しかし本当に知らなかった。俺が知らない世の中の裏で司馬さんたちのような組織が編成されて秘密裏に動いていたなんて。興味が出てきた俺は司馬さんになぜこの仕事についたのか聞いてみた。すると司馬さんは深いため息をついた。


「俺も被害者だったんだよ。異世界召還のな」

「司馬さんも勇者だったということですか」

「いや、俺の場合は勇者の召喚に巻き込まれたケースだった。勇者として選ばれたのは俺の親友の男だった。いい奴だったよ、あんなことがなければ今頃は幸せな家庭を築いていたんじゃないかな」


司馬さんの視線はどこか遠くを見つめているようだった。もしかしたら思い出したくない過去なのではないかと思い、それ以上を聞くのをやめた。ということはワンコさんも異世界召喚の関係者なのだろうか。俺がそう尋ねると司馬さんは笑って否定した。


「あいつは違うよ。元々この世界の人間じゃなくて異世界間交流の一環としてうちの世界に派遣されてきた人間だ」

「え、ワンコさんは異世界人なんですか」

「君までワンコというな!…私は君たちの世界によく似た白虎神界という世界から来たんだ」


ワンコさんが言うには白虎神界は百年近く前に人間と昆虫に似た巨大生物による戦争があったらしい。とある英雄の行動によって戦いは終結し、現在は落ち着いているのだという。最近に技術進歩が進み、世界間の壁を乗り越えられる技術が開発されて他の世界の存在を知ったのだということだ。そして異世界間同盟に加盟するようになった。その交流の一環として彼女は交換留学生のような形でこの世界に派遣されてきたのだという。

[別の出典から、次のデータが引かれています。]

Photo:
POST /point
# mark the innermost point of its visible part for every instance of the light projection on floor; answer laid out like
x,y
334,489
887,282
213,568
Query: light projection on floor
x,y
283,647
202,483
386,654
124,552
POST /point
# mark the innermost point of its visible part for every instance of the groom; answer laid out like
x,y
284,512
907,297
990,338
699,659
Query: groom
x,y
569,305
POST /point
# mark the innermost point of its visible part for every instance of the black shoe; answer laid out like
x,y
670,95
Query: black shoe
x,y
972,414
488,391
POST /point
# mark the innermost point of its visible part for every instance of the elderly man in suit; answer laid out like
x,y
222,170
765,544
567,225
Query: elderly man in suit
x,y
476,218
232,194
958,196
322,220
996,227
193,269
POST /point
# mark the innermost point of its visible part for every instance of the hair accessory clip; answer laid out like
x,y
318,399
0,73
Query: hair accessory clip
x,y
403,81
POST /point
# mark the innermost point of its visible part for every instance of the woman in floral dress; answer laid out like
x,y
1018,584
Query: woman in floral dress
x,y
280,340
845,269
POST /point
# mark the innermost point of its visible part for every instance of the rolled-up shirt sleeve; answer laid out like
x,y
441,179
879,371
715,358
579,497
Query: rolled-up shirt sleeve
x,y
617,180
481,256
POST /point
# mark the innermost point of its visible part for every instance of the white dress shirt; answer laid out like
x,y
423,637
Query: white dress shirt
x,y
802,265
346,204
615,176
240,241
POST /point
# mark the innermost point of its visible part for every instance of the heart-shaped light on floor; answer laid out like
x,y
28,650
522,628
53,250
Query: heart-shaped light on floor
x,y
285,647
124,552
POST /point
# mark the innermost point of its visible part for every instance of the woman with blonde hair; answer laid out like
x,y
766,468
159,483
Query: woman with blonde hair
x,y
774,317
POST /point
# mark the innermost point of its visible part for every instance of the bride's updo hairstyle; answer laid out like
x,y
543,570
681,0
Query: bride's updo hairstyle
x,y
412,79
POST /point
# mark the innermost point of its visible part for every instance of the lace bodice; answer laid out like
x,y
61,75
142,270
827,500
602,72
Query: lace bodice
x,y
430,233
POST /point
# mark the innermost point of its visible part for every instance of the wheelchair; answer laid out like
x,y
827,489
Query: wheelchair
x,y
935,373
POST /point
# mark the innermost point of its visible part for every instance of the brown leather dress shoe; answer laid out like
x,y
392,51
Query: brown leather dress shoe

「普通の人間に見えるが、ワンコは孤狼族という獣人の血を引いている。俗にいうクォーターってやつだな。普通の人間よりかなり高い戦闘能力を持っているから怒らせるなよ」


孤狼族という名は可愛らしい響きなのにワンコさんの凶暴さはどういうことなのだろうか。俺はそう疑問に思いはしたが敢えて聞かないことにした。だって怖いんだもん。


「まあ、そんなわけだ。お前さんが異世界にお姫さんを送り届ける直接の力にはなれないが相談くらいは聞いてやれる。何か困ったことがあったら遠慮なく連絡しな。」


そう言って司馬さんは名刺を差し出して俺に手渡した後に人懐っこい笑みを浮かべて手を差し出してきた。何だろうと思って戸惑っている俺に司馬さんは苦笑した。


「握手の仕方くらいは分かるだろう」

「あ、そうか。すいません、察しが悪くて」


俺は顔を赤らめた後に司馬さんの手を握った。その瞬間、手を握りつぶされそうな強さで握手されて俺は必死に握り返した。司馬さんの手は本当に力強かった。